# Diabetes prediction: gradient boosting

## Notebook set-up

In [None]:
import pickle
import numpy as np
import pandas as pd
import seaborn as sns
import matplotlib.pyplot as plt
from sklearn.model_selection import cross_val_score, GridSearchCV
from sklearn.metrics import accuracy_score, confusion_matrix, ConfusionMatrixDisplay
from sklearn.ensemble import GradientBoostingClassifier

import configuration as config
import functions as funcs

## 1. Data preparation

### 1.1. Load data from disk

In [None]:
with open(config.DATA_FILE, 'rb') as input_file:
    dataset=pickle.load(input_file)

training_df=dataset['training']
testing_df=dataset['testing']

### 1.2. Inspect

In [None]:
training_df.head()

## 3. Baseline model

In [None]:
model=GradientBoostingClassifier()
model.fit(training_df.drop('Outcome', axis=1), training_df['Outcome'])
accuracy=accuracy_score(model.predict(training_df.drop('Outcome', axis=1)), training_df['Outcome'])*100
print(f'Accuracy of gradient boosting model: {accuracy:.1f}%')

In [None]:
cross_val_scores={
    'Model': [],
    'Score': []
}

scores=cross_val_score(
    model,
    training_df.drop('Outcome', axis=1),
    training_df['Outcome'],
    cv=7,
    n_jobs=-1
)

cross_val_scores['Model'].extend(['Baseline']*len(scores))
cross_val_scores['Score'].extend(scores)

print(f'Cross-validation accuracy: {np.mean(scores)*100:.1f} +/- {np.std(scores)*100:.1f}%')
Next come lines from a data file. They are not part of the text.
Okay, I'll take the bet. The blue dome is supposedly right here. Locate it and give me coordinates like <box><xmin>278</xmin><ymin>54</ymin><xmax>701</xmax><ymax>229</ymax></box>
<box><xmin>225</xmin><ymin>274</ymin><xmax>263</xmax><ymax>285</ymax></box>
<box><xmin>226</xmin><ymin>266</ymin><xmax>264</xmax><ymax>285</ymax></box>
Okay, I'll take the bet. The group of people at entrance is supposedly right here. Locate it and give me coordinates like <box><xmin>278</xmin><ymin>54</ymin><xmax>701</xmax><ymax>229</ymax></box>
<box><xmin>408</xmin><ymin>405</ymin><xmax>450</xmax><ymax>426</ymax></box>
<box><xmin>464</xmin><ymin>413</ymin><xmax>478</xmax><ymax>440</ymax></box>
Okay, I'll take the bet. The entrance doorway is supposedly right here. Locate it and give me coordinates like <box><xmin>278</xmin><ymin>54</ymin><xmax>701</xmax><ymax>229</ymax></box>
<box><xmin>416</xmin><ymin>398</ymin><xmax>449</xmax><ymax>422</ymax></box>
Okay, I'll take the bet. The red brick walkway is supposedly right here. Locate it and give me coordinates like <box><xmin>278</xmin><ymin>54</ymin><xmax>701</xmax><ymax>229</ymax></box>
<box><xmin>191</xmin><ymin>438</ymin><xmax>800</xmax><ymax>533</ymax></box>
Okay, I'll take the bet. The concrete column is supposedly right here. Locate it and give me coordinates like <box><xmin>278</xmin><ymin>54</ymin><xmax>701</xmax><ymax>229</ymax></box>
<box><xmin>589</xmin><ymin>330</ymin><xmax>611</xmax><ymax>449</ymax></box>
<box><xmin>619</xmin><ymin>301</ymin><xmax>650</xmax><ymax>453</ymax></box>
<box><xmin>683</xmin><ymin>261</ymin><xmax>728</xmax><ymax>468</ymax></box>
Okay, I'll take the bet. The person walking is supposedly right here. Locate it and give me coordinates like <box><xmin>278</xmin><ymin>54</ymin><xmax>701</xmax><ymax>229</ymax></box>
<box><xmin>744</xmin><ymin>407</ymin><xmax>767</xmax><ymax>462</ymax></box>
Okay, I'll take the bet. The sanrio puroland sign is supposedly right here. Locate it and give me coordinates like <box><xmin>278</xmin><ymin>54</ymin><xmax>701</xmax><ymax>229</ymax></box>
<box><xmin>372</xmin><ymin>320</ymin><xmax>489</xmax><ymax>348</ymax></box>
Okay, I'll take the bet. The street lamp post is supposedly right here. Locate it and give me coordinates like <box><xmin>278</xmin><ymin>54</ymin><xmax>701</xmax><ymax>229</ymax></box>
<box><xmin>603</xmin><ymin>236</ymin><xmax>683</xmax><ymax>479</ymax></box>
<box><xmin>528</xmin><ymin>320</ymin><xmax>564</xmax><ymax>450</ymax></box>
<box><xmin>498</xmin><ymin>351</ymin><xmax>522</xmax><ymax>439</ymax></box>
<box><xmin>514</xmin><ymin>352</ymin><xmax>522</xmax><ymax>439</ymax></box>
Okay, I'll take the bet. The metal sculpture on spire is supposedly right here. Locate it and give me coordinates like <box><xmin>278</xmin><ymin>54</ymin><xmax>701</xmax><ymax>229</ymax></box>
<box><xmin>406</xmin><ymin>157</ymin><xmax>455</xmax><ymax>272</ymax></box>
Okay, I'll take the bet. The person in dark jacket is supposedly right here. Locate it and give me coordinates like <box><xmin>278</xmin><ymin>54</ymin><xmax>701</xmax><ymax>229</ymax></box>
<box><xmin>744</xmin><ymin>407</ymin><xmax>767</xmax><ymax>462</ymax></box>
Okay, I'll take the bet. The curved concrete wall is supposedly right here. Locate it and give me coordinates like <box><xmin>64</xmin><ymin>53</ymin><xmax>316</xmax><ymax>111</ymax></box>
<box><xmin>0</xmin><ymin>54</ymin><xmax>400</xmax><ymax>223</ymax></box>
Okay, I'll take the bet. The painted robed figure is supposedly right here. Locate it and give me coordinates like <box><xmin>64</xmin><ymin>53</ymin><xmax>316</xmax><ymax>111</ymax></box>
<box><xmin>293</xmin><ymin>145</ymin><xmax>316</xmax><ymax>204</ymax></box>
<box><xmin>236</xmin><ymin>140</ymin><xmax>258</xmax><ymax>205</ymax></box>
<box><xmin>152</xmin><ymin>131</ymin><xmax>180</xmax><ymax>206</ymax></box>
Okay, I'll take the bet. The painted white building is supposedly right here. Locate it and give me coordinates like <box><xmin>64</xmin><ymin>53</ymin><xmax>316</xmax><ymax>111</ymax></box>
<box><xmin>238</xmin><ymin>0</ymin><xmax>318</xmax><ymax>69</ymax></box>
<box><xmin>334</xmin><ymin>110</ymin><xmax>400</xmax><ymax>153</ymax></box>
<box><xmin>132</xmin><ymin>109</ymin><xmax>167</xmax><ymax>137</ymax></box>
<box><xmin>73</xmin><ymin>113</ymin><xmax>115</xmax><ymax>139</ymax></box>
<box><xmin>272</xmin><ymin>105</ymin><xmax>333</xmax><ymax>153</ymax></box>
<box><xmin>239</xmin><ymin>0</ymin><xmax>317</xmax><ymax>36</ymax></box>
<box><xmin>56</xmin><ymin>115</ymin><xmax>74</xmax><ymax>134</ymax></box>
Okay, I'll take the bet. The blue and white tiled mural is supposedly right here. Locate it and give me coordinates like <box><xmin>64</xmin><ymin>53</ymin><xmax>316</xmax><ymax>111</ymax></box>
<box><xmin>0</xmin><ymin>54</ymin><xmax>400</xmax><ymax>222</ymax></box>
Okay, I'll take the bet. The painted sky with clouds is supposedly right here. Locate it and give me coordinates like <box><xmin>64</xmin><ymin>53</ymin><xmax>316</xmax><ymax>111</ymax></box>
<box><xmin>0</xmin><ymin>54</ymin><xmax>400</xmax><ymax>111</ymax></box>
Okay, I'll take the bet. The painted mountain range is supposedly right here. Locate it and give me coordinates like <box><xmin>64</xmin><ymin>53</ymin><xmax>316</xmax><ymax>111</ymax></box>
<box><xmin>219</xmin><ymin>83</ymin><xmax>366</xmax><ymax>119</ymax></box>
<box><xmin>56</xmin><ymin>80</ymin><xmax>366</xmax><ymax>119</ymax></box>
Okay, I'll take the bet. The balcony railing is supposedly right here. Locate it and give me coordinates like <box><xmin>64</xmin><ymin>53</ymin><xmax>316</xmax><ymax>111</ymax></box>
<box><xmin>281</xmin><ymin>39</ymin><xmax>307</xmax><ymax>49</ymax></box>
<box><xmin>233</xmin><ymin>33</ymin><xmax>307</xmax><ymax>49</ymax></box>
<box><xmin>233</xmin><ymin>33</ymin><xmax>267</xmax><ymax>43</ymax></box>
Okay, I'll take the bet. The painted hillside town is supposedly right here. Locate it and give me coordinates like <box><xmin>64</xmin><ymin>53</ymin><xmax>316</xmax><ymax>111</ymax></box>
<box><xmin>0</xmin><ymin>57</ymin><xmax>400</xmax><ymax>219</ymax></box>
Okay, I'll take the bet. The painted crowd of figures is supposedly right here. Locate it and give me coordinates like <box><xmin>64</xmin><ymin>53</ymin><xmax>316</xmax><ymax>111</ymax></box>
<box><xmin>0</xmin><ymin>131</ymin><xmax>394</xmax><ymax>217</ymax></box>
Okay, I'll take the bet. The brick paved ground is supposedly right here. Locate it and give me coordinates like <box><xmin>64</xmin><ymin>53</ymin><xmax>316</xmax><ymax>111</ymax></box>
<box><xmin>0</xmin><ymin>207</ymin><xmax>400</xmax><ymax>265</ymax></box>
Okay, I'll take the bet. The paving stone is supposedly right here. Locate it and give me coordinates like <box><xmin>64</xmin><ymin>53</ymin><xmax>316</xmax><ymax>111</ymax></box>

## 4. Hyperparameter optimization

### 4.1. Hyperparameter grid search

In [None]:
%%time

hyperparameters={
    'n_estimators':[50,100,200],
    'criterion':['gini','entropy','log_loss'],
    'max_depth':[4,8,16],
    'min_samples_split':[2,4,8],
    'min_samples_leaf':[1,2,4],
    'min_weight_fraction_leaf':[0.001,0.01,0.1],
    'max_features':[0.25,0.5,0.75],
    'min_impurity_decrease':[0,0.0001,0.001],
    'ccp_alpha':[0.0,0.0001,0.001,0.01],
    'class_weight':['balanced',None]
}

search=GridSearchCV(
    GradientBoostingClassifier(),
    hyperparameters,
    return_train_score=True,
    cv=7,
    n_jobs=-1
)

search_results=search.fit(training_df.drop('Outcome', axis=1), training_df['Outcome'])
model=search_results.best_estimator_
hyperparameters=search_results.best_params_

print('Best hyperparameters:\n')

for key, value in search_results.best_params_.items():
    print(f' {key}: {value}')

print()


### 4.2. Hyperparameter optimization results

In [None]:
funcs.plot_cross_validation(search_results)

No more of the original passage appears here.